Today, companies have access to more data, in more dimensions, and from more sources than ever before. For retailers who haven’t yet embarked on, or solved, the Big Data riddle, it can be tempting to just go ahead and hoard all this data in an attempt to turn it into insights and actual business value with technologies such as Machine Learning. But, before turning to the latest shiny new technology, retailers need to manage the basics — their master data.
If retailers succeed in managing their master data about products, customers, suppliers, locations, assets, and more, they can achieve numerous benefits, including:
Some of the world’s most successful retailers have come to favor master data management (MDM) technology as a way to make this conversion as it provides a wide range of business benefits. But, achieving them requires an MDM solution that helps manage the complexity of data in a way that puts business goals first and helps break down the operational silos that prevent retailers from digitizing their organization. In other words, they need an MDM solution that helps them succeed by establishing a “digital business core” of trusted information that enables them to confidently transform their business.
Taking The Complexity Out Of Omni-Channel
One of the biggest benefits of MDM, particularly a business-first MDM, is its positive impact on an omni-channel retail strategy. Consumers today can choose from a myriad of touchpoints in which to interact with a brand, whether from a mobile device, a laptop, through social media, customer service or in a physical store. And, they do. Showrooming and webrooming are accepted fundamentals of today’s customer journeys.
When interacting with so many different touchpoints, consumers notice when there are inconsistencies in information about an item, whether it’s the price, stock information or a simple product description error. Whenever those discrepancies happen, their trust in the brand gets eroded, eventually bringing them to depart from the brand, both online and at the stores. In other words, we’re now far beyond the point where omni-channel is a nice-to-have; it’s a must-have.

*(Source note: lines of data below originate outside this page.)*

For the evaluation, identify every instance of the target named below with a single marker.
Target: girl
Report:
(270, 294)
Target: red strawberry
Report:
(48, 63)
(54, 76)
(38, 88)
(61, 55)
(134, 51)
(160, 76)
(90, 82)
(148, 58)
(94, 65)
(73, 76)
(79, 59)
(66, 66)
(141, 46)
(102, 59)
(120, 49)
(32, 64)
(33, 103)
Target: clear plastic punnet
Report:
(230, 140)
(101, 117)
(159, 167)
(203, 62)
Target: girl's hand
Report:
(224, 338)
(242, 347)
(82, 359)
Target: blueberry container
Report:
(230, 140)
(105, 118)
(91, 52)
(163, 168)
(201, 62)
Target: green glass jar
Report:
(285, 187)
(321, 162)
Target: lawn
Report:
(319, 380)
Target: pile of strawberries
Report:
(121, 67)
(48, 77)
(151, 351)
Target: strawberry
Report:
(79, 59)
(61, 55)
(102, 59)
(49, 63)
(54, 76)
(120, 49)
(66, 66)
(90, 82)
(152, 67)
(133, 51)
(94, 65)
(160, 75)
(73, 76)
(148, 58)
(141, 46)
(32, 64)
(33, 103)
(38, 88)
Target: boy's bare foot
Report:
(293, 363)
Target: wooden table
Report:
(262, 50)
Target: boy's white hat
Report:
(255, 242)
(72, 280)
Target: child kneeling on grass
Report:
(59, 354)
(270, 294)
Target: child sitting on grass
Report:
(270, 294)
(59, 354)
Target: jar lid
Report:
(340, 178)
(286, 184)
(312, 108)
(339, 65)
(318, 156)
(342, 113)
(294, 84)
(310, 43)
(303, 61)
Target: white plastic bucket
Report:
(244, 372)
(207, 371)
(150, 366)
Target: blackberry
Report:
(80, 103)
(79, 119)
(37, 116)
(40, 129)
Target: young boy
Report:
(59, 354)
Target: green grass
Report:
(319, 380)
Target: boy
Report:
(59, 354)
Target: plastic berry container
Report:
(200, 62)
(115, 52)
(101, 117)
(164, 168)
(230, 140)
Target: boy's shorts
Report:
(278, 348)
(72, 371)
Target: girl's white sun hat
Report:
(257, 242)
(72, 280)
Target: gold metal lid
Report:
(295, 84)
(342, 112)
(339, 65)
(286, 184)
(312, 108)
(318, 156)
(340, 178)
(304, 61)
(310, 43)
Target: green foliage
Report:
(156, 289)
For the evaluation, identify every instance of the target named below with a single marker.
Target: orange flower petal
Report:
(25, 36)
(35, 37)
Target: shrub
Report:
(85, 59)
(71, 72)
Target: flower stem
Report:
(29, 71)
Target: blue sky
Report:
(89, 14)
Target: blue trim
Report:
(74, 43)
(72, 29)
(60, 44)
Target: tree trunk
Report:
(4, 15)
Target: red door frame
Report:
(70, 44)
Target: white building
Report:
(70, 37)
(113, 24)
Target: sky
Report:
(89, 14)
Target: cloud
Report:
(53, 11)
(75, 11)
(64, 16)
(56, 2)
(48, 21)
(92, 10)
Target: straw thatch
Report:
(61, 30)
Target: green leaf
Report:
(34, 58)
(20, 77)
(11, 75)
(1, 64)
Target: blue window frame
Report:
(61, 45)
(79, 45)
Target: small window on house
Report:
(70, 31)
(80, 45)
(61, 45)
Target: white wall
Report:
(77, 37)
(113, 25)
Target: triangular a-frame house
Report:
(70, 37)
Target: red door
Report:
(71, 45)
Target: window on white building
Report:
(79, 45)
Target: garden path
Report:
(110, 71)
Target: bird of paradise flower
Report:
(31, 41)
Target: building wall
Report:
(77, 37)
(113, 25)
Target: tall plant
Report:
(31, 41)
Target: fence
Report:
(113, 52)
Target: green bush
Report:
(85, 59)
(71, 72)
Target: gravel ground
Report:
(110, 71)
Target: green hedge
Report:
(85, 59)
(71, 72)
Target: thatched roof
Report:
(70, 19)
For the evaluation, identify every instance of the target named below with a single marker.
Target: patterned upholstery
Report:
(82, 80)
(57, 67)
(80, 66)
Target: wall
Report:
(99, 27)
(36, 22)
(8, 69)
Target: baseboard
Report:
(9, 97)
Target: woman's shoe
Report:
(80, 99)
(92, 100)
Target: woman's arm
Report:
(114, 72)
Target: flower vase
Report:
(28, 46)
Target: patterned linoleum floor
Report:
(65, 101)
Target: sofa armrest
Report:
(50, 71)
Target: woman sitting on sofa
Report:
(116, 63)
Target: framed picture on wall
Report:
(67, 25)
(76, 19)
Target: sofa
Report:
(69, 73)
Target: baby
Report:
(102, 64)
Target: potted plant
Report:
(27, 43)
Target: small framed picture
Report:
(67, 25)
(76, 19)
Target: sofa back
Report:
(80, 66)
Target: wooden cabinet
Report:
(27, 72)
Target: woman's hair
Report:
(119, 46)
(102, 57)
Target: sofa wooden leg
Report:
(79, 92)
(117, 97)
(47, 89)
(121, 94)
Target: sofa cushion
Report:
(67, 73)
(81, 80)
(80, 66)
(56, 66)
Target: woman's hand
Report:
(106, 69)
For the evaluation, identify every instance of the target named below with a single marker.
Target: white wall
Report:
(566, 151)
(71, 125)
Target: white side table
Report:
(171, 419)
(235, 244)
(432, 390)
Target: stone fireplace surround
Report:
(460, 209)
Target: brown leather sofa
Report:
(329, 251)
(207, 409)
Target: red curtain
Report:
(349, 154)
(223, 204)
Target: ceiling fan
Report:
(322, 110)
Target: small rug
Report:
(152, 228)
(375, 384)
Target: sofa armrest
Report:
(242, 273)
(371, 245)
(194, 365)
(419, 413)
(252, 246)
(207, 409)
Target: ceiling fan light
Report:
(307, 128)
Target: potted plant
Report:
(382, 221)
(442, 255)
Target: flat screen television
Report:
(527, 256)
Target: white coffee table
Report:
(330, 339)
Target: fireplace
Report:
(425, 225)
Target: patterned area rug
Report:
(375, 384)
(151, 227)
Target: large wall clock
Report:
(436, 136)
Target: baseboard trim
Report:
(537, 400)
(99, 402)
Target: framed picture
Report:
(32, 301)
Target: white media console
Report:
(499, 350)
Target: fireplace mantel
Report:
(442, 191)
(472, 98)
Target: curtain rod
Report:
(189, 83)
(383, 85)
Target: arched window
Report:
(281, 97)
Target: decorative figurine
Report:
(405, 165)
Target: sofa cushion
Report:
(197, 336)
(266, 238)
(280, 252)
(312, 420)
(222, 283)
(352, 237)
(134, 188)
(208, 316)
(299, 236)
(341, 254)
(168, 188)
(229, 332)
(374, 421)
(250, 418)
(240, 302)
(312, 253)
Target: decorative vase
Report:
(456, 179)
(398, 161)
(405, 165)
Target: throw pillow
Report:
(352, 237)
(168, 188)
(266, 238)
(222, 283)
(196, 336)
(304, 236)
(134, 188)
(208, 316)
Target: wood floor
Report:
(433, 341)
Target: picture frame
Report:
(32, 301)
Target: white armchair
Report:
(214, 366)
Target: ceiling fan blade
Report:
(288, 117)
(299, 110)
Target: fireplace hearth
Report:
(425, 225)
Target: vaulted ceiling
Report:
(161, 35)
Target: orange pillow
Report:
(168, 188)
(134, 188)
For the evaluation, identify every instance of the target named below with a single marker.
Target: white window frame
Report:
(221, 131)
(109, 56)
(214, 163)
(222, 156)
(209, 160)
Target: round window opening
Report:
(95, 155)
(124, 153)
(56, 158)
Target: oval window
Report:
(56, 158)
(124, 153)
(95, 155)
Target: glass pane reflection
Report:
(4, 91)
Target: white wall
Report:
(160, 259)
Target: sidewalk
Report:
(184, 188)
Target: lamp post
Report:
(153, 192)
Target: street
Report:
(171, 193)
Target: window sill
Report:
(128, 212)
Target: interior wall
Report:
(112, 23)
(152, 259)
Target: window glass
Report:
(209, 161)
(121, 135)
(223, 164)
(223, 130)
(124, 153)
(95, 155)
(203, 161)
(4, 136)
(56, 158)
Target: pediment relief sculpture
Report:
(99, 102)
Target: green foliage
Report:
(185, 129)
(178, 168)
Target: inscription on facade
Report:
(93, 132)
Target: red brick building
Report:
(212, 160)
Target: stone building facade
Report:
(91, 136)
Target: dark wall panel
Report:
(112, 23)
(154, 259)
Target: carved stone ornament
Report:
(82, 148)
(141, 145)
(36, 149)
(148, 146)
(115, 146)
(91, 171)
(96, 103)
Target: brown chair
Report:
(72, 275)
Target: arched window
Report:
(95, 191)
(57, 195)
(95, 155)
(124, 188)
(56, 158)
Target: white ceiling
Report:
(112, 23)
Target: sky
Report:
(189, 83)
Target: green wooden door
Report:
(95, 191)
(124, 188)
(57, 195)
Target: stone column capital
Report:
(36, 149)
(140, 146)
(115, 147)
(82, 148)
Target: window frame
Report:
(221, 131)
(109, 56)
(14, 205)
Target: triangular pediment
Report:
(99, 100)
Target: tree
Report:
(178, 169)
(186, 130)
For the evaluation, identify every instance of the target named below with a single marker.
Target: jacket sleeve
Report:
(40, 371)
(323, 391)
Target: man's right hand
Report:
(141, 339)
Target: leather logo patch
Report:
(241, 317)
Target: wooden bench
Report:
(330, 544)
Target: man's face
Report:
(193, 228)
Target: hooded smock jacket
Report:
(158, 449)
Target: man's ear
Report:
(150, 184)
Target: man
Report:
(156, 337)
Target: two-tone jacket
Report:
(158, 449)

Customers do not care about channels; they care about experiences. For that matter and from their perspective, there is only one channel — the brand. To them, the different touchpoints are different modalities associated with the same retailer. So, if customers come to a store to buy an item and discover the price on that item differs from what they have seen on the online site, they’ll get a very negative brand impression which will likely also affect this sale and possibly future ones.
As a result, product information needs to be consistent, accurate, as rich as possible, and include an abundance of information such as detailed descriptions, 360-degree images that showcase products from multiple angles, zoom functionality, and product videos. It should also include things such as customer reviews, customer-generated photos and videos, contextual information, user guides, component description, ingredients, care information, allergy information, organic and carbon miles information, and information about the availability in different stores and warehouses.
Again, all this information needs to be made available across every channel. The complexity of this exercise alone may scare some retailers, but this is where MDM can help. A master data management solution bridges the gap between different systems, departments, and regions, creating one central hub for product data with tight data governance rules applied to ensure the data quality. This data is then fed to all the needed destinations. If inconsistencies are located, they can be corrected in that one central location, and the product information is updated, in real time, to all consuming systems and customer touchpoints.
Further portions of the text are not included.